En Ginebra la realidad no responde á las ilusiones y simpatías que trae el viajero como producto de sus lecturas. ¿Quién no ha amado á la tranquila ciudad suiza, la Roma protestante, que durante dos siglos fué el refugio de todos los rebeldes de Europa, en guerra con los papas y los reyes? El respeto á la libertad humana fué y es aún un dogma religioso del pueblo ginebrino. Teniendo que luchar siglos y siglos contra los duques de Saboya y contra sus propios arzobispos soberanos para conseguir la independencia, los ginebrinos, conocedores de lo que cuesta la libertad, la respetaron siempre en la persona del extranjero. Aquí se refugiaron los réprobos perseguidos por la Inquisición española ó por los reyes de Francia; aquí encontraron un asilo, en la República cristiana, gobernada por el ascético Consistorio, todos los que por desear una conciencia libre no encontraban en Europa tierra donde colocar sus pies y una piedra en la que descansar la cabeza; todos menos nuestro compatriota Miguel Servet, víctima de los rencores de Calvino. Aquí vinieron los fugitivos de Francia luego de la revocación del edicto de Nantes, y en los modernos tiempos Ginebra dió asilo á los románticos defensores de la moribunda Polonia, á los revolucionarios italianos, á los revolucionarios españoles, á los apóstoles de La Internacional y á los nihilistas y anarquistas, acosados y arrojados de otras tierras como perros rabiosos.

Esta ciudad liberal y clemente, que abre sus puertas en el centro de Europa, como los antiguos templos poseedores del derecho de asilo, ofrece el más rudo contraste entre sus habitantes y su historia. Parece que debiera ser una ciudad de pensadores y de artistas, una república de hombres de estudio, llegados á la suprema tolerancia por la elevación de su pensamiento, y es una población burguesa, llana y monótona, en la que no creo exista una mediana imaginación: un Estado de relojeros pacienzudos y vendedores de peletería, que come bien, fabrica excelentes cronómetros, despacha tabaco barato y da gracias á Dios, cantando lo más desafinadamente que puede, al son de un mal órgano, en el interior de los desnudos templos calvinistas ó en grandes mítines religiosos al aire libre.

En varios siglos de libertad y horizontes sin límites para el pensamiento, Ginebra no ha producido un gran artista ni un escritor célebre.

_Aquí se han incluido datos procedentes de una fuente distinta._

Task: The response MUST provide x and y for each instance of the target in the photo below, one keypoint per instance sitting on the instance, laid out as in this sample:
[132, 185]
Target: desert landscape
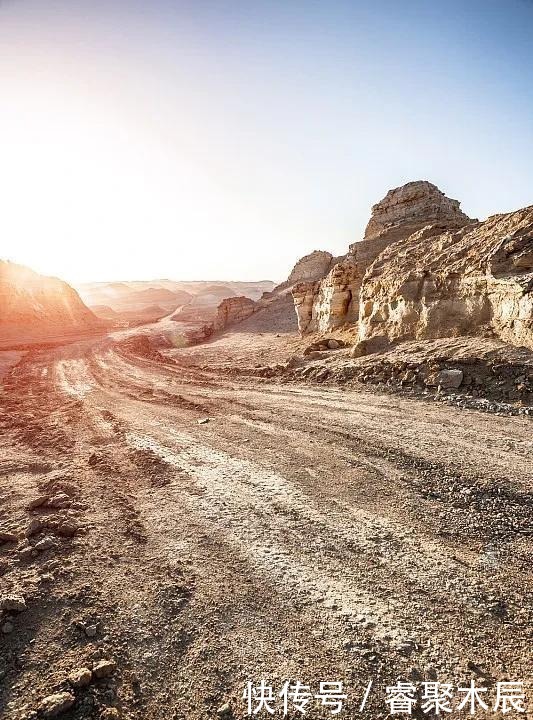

Toda su gloria intelectual se concentra en Rousseau, ginebrino de ocasión, bohemio inquieto, complicado y enfermizo, que se honró con el título de ciudadano de Ginebra, siendo lo más contrario del pacífico y tranquilo burgués de la ciudad del Leman.

Á Ginebra le basta para su esplendor intelectual con la gloria de las ilustres personalidades que se refugiaron en ella buscando reposo: desde el batallador español Servet que, huyendo del brasero inquisitorial encendido en nombre de Cristo, cayó aquí en la hoguera, iluminada en honor de la Biblia, hasta Voltaire, Rousseau, madame Stael y los modernos revolucionarios, como Bakounine, Mazzini, etc.

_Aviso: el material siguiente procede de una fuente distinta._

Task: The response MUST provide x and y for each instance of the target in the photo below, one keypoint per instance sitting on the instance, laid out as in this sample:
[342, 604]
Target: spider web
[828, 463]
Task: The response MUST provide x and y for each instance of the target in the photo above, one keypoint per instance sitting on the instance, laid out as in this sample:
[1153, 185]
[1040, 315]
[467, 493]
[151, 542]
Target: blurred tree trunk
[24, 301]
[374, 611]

El recuerdo de Rousseau llena la ciudad de Ginebra, y el de Voltaire sale en los alrededores al encuentro del viajero.

Los cisnes blancos, que mueven su cuello sobre las aguas como serpientes de marfil, y los cisnes negros de pico de escarlata, se refugian tras una isleta que marca el límite donde el lago Leman se convierte en el impetuoso Ródano. Es la isla de Rousseau. Hoy está convertida en pulcro paseo, con una estatua del pensador, y ocupa el verdadero corazón de la ciudad. Hace siglo y medio era un apacible retiro, algo agreste, donde el artista meditaba sentado en la hierba, bajo la sombra de los grandes álamos, con los ojos fijos en el azul horizonte del lago.

En este paisaje sonriente y dulce, que parece exhalar un intenso amor á la Naturaleza, inspirando nuevos entusiasmos por la vida, se comprende la originalidad artística de Rousseau y su poderosa influencia literaria, que aun dura y durará por los siglos de los siglos. Rousseau introdujo la Naturaleza en la literatura; fué el padrino que tuvo en sus brazos al arte moderno en el instante de su nacimiento.

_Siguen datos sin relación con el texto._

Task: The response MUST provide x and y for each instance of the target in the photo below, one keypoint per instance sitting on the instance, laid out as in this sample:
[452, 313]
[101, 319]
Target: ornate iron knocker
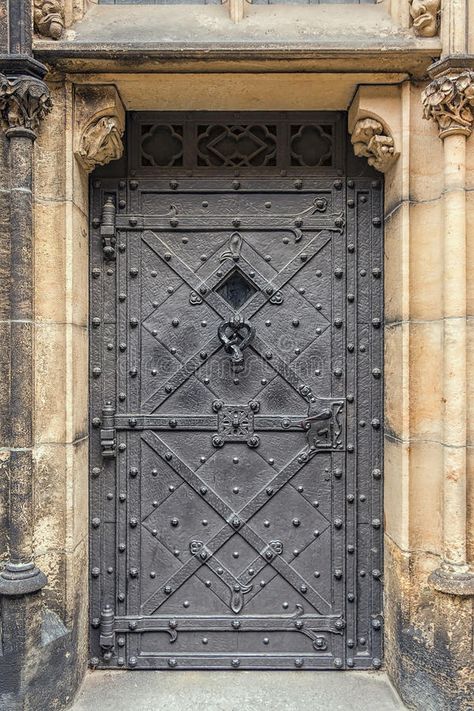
[234, 336]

Antes de él, sólo aparecía el hombre como único protagonista en novelas y poemas. Rousseau infundió vida á cosas hasta entonces inanimadas, y gracias á su poder de evocación, los pájaros, las flores, las montañas, el cielo, entraron como nuevos personajes en el escenario de la literatura.

Al relatar su infancia introdujo por primera vez como elemento artístico el revoloteo y el canto de una alondra, y «este canto – como dice Sainte-Beuve – saludó el nacimiento de la literatura moderna, con sus descripciones que hacen de la Naturaleza el primer protagonista». Sus hijos fueron primeramente Chateaubriand, y luego Víctor Hugo con toda la escuela romántica, que infundió el alma de los hombres á las cosas, haciendo hablar á las viejas catedrales. Sus nietos son los modernos naturalistas, y su posteridad acabará cuando perezcan la vida y el arte.

Ginebra y su lago infundieron á Rousseau este amor á la Naturaleza. El gran artista sentimental soñaba rodeado de obesos comerciantes y tranquilos relojeros, incapaces de sentir otros anhelos que los de una buena mesa y una familia sana.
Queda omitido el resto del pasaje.